As the reactor continued to burn, military helicopters reportedly flew over the site and dropped wet sand, lead and boron onto the burning reactor. Available evidence at week's end suggested that the fire was dying out.

The most frightening part of the nuclear accident was the radiation that spewed from the reactor and then was carried by winds on its silent, deadly path. In the first few hours of the Chernobyl disaster, lethal forms of iodine and cesium were released into the atmosphere. They were accompanied by other highly dangerous radioactive emissions. At first the radiation cloud drifted above some of the Soviet Union's best farmland, but then it moved north toward Scandinavia. By week's end an ominous pall of radiation had spread across Eastern Europe and toward the shores of the Mediterranean. How far it would travel and whom it would affect depended on the vagaries of meteorological patterns. For many days, perhaps weeks, it would keep millions of people on edge, despite assurances from officials worldwide that any danger was minimal.
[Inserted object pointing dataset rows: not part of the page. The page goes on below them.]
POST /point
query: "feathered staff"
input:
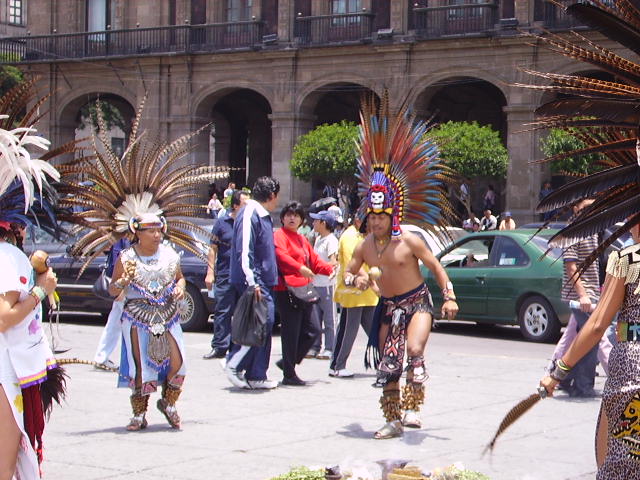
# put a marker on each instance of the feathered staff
(605, 115)
(150, 177)
(396, 157)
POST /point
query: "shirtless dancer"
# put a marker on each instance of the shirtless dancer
(401, 180)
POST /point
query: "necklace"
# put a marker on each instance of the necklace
(377, 242)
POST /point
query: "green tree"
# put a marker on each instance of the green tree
(560, 141)
(327, 153)
(471, 149)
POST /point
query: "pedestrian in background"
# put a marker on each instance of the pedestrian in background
(217, 277)
(357, 306)
(298, 264)
(326, 246)
(253, 265)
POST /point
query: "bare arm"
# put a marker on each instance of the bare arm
(571, 269)
(420, 250)
(594, 329)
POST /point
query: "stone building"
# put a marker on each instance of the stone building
(263, 72)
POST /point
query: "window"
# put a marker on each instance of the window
(239, 10)
(16, 12)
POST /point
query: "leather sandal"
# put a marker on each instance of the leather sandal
(137, 423)
(411, 419)
(389, 430)
(170, 413)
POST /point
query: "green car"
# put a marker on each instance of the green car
(502, 277)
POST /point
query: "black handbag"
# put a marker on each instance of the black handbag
(101, 286)
(306, 293)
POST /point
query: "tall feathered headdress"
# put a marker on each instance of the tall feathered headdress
(399, 169)
(149, 180)
(25, 193)
(605, 115)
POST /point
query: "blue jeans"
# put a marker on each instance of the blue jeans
(254, 361)
(581, 379)
(226, 298)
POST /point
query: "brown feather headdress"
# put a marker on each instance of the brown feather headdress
(604, 115)
(149, 178)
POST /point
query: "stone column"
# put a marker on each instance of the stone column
(523, 177)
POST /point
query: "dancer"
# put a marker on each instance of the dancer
(404, 185)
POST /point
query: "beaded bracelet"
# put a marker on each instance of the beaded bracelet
(38, 293)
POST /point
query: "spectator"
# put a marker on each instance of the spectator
(297, 265)
(507, 223)
(326, 246)
(488, 222)
(253, 265)
(489, 198)
(218, 271)
(214, 205)
(111, 332)
(471, 222)
(357, 306)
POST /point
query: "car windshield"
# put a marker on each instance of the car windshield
(543, 245)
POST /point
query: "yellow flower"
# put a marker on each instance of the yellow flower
(18, 403)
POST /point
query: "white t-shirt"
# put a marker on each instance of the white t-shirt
(325, 247)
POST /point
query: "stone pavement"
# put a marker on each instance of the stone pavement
(254, 435)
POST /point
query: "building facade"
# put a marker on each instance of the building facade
(263, 72)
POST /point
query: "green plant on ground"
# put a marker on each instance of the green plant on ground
(301, 473)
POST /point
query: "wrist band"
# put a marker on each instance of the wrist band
(38, 293)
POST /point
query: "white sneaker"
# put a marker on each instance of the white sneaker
(344, 373)
(236, 378)
(262, 384)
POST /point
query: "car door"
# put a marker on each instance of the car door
(468, 265)
(507, 277)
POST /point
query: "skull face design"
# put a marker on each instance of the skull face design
(377, 200)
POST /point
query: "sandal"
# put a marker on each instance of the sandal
(137, 423)
(411, 419)
(389, 430)
(170, 413)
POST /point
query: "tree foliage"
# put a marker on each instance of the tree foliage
(112, 116)
(560, 141)
(471, 149)
(326, 153)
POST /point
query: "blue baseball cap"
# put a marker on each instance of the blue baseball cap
(325, 216)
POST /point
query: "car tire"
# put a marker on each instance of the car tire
(538, 321)
(194, 315)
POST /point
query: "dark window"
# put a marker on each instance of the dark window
(16, 12)
(239, 10)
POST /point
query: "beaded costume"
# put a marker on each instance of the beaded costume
(400, 174)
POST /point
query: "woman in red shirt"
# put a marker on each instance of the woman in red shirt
(297, 264)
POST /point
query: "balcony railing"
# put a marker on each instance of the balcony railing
(138, 41)
(327, 29)
(455, 20)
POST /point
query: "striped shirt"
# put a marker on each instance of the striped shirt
(577, 253)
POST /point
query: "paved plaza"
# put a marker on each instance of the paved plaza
(476, 377)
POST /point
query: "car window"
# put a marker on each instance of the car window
(472, 253)
(510, 254)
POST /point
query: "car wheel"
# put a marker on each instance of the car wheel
(538, 321)
(194, 314)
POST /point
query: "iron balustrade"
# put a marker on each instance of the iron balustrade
(327, 29)
(138, 41)
(455, 20)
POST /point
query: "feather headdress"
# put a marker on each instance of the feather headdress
(149, 179)
(25, 193)
(604, 115)
(399, 169)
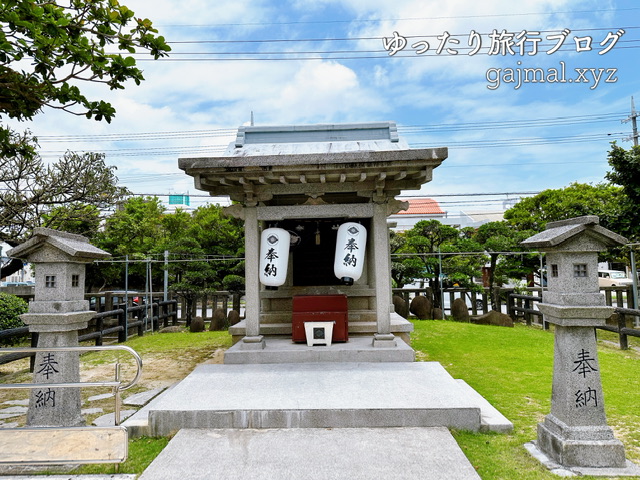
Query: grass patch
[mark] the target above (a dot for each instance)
(512, 368)
(142, 451)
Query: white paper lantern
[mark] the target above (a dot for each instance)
(350, 247)
(274, 256)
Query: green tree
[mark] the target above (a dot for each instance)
(405, 269)
(578, 199)
(499, 241)
(134, 230)
(205, 247)
(62, 194)
(47, 49)
(625, 172)
(608, 202)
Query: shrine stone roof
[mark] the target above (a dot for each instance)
(361, 159)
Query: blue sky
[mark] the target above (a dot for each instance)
(323, 61)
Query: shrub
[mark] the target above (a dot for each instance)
(11, 307)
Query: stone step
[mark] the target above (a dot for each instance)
(312, 454)
(315, 395)
(355, 316)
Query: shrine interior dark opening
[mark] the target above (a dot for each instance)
(313, 249)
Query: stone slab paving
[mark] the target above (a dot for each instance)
(312, 454)
(395, 394)
(70, 477)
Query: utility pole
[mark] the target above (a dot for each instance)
(634, 124)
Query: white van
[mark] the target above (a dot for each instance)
(613, 278)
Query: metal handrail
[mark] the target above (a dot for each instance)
(116, 384)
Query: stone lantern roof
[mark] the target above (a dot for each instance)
(48, 245)
(333, 162)
(561, 233)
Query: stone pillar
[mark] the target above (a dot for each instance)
(56, 314)
(56, 406)
(252, 339)
(576, 433)
(382, 275)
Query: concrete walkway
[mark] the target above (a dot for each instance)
(312, 454)
(333, 395)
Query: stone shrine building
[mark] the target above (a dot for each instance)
(308, 180)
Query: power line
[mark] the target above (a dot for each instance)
(403, 129)
(352, 21)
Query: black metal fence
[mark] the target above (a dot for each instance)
(522, 307)
(115, 325)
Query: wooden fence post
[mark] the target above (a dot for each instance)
(622, 324)
(123, 334)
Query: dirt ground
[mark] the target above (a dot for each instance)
(160, 371)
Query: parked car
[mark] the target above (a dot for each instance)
(613, 278)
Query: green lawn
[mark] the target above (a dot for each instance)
(512, 368)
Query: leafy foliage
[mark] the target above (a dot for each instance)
(436, 244)
(205, 246)
(404, 269)
(578, 199)
(626, 173)
(499, 241)
(46, 49)
(67, 194)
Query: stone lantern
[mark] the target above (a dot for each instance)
(57, 312)
(575, 433)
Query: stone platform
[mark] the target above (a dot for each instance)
(283, 350)
(312, 454)
(313, 395)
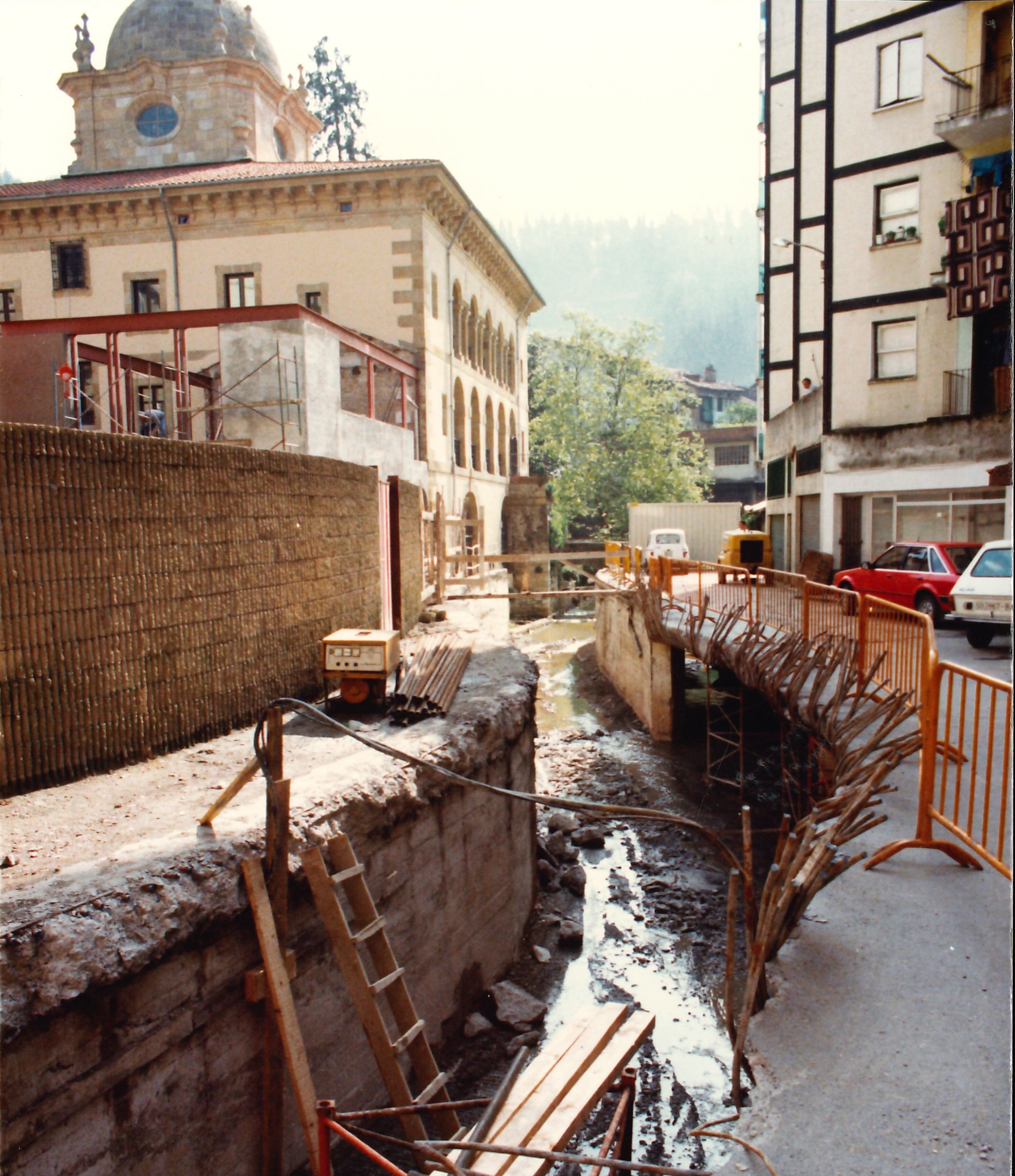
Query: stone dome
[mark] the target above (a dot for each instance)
(183, 30)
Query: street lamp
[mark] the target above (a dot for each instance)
(784, 244)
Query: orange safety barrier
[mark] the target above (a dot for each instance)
(968, 729)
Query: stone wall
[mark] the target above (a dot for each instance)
(129, 1046)
(159, 592)
(640, 670)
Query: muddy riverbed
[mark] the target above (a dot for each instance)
(652, 915)
(641, 921)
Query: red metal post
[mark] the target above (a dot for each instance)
(326, 1109)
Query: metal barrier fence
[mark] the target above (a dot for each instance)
(965, 717)
(965, 771)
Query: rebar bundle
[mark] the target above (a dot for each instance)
(428, 690)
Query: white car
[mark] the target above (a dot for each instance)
(982, 595)
(669, 541)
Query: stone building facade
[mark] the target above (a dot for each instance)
(226, 208)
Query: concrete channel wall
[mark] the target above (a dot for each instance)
(639, 668)
(130, 1048)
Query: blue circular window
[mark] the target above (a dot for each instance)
(159, 120)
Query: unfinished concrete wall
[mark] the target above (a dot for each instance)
(157, 592)
(639, 668)
(525, 527)
(411, 549)
(130, 1048)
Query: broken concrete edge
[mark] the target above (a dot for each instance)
(102, 921)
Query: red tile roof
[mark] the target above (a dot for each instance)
(189, 174)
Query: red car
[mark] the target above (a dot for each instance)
(918, 575)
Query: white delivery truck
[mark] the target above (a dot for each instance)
(701, 523)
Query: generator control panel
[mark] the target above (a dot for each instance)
(360, 653)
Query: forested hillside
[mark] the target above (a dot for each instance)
(695, 279)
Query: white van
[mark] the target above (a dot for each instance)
(669, 541)
(982, 595)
At close range, though, the radiation-bearing plume could be deadly. The immediate danger was, of course, greatest for those nearest the disaster. Said Kerry Dance, president of GA Technologies, a San Diego reactor builder: "The people who are in trouble are those right at the site." Henry Wagner, a professor of radiation health sciences at Johns Hopkins, speculated that local residents risked exposure to extreme doses of radiation that could cause cerebral hemorrhaging, nausea, vomiting and death within hours.

While the lack of detailed information makes estimates of the health impact extremely difficult, Wagner offered further guidance. At distances of perhaps three to four miles, victims stood a fifty-fifty chance of surviving, though not without bone-marrow andgastrointestinal-tract damage. People living five to seven miles from the accident could experience nausea and other symptoms but would be unlikely to die. Smaller amounts of radiation within a range of 60 miles from the site would result in significantly increased deaths from leukemia and other forms of cancer during the next 30 years. People living 200 miles or more from the accident would run much smaller risks. The Swedes and many of those affected in Eastern Europe probably received the exposure equivalent of one to two chest X rays.